14. A process as in claim 13, wherein the macrolide is selected from rapamycin, tacrolimus or immunomycin.

15. A process as in claim 13, wherein the water immiscible solvent is selected from a group comprising hydrocarbons, heterocyclic compounds, ethers or esters.

16. A process as in claim 15, wherein the water immiscible solvents is selected from benzene, toluene, hexane, butanol, dichloromethane, chloroform, ethyl acetate, isobutylacetate or butyl acetate.

17. A process as in claim 13, wherein the water miscible solvent is selected from one or more among alcohol, ketone or dielectric aprotic solvent.

18. A process as in claim 17, wherein the water miscible solvent is selected one or more among methanol, ethanol, isopropyl alcohol, acetone or acetonitrile.

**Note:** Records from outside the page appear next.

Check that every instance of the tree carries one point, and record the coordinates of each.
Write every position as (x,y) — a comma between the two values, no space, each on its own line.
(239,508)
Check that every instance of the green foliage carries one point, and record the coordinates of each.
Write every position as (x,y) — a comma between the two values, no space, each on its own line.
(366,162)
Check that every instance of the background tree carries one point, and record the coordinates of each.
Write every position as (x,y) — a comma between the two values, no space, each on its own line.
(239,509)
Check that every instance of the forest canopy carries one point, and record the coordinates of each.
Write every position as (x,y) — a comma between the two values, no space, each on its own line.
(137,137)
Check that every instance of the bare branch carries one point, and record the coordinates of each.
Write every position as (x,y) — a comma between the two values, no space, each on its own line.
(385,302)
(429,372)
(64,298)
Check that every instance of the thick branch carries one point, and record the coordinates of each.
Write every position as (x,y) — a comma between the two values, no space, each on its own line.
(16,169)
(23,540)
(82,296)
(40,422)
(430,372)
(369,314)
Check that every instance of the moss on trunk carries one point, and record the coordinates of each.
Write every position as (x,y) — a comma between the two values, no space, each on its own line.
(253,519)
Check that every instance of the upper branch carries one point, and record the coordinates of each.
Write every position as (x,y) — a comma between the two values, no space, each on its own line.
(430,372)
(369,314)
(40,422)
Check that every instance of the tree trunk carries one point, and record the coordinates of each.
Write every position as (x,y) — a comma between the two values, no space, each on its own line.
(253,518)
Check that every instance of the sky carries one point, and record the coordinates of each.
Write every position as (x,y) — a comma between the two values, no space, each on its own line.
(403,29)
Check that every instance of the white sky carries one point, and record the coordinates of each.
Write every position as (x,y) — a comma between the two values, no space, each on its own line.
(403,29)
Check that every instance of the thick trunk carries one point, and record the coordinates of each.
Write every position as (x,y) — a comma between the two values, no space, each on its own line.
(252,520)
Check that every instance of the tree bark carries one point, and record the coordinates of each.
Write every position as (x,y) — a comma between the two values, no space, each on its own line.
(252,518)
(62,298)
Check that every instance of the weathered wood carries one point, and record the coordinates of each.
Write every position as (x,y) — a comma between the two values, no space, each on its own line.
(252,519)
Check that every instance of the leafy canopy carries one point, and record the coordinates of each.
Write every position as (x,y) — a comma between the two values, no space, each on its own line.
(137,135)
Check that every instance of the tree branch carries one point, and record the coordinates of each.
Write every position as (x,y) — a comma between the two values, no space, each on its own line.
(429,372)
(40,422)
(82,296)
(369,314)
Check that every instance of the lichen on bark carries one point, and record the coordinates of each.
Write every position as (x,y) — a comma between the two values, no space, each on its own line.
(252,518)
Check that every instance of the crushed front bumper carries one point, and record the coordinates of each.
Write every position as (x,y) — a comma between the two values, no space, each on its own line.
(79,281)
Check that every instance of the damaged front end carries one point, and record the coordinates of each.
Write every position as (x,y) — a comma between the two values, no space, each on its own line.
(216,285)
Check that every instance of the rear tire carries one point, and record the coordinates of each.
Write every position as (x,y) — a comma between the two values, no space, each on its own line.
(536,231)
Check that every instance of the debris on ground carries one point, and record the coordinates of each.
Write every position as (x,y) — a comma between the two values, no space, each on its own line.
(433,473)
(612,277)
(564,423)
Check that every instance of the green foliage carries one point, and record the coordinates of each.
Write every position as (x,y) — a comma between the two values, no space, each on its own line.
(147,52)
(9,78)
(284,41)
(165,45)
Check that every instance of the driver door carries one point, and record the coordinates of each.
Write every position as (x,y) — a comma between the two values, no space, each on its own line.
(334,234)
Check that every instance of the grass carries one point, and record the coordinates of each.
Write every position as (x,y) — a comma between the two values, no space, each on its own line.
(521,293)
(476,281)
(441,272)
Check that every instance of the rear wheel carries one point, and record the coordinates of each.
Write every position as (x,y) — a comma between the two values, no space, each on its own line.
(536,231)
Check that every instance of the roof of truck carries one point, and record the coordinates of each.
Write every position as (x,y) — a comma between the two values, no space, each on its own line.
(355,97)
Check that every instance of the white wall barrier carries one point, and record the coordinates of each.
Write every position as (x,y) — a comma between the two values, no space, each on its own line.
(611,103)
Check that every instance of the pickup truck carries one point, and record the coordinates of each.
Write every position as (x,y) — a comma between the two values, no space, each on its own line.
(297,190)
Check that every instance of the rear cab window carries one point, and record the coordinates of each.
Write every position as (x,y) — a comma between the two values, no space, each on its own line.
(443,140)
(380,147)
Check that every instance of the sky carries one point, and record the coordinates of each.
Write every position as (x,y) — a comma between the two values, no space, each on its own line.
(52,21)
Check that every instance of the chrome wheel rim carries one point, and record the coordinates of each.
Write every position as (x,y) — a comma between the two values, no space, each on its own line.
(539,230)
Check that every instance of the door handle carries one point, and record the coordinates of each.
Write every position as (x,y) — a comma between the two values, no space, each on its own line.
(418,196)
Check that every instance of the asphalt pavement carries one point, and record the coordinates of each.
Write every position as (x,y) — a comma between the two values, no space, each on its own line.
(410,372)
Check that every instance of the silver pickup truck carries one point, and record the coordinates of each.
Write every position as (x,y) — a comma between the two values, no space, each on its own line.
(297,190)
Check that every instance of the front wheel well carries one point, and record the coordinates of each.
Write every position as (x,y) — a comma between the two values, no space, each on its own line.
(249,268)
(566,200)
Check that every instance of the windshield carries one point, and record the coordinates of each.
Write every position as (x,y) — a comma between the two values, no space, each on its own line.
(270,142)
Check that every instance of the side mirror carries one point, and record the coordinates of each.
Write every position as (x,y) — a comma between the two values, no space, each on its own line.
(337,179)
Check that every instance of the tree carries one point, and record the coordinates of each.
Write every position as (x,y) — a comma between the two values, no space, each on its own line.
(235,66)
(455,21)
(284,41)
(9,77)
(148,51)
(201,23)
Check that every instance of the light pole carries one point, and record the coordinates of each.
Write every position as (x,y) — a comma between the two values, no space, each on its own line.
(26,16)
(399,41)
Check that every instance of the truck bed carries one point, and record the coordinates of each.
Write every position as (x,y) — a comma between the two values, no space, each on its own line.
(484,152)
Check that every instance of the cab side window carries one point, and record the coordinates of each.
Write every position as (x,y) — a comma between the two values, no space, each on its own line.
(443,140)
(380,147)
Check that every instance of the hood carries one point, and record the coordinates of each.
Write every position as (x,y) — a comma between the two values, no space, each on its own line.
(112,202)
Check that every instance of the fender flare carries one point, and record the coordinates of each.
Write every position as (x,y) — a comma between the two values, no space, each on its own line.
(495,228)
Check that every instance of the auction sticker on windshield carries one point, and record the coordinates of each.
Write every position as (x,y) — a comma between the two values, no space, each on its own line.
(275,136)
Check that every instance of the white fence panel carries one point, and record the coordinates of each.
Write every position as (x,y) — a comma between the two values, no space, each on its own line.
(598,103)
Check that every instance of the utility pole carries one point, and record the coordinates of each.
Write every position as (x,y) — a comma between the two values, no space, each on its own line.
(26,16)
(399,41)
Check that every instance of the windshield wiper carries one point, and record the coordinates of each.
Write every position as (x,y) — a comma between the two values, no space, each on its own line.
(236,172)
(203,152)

19. A process as in claim 13, wherein the hydrophobic interaction chromatography is performed using matrix selected from polystyrene divinyl benzene, methacrylates, polystyrene or matrix linked or coated with hydrophobic groups.

20 A process as in claim 13 step (d), wherein the solvent is selected from acetone, methanol or acetonitrile.

21. A process as in claim 13, wherein the macrolide compound is isolated by crystallization.

22. A process as in claim 21, wherein the crystallization is carried out in one or more solvents selected from ethyl acetate, diethyl ether or hexane.

23. A process as in claim 13, wherein the macrolide is obtained by fermentation.

24. A process as in claim 13, wherein the macrolide is obtained by synthetic process.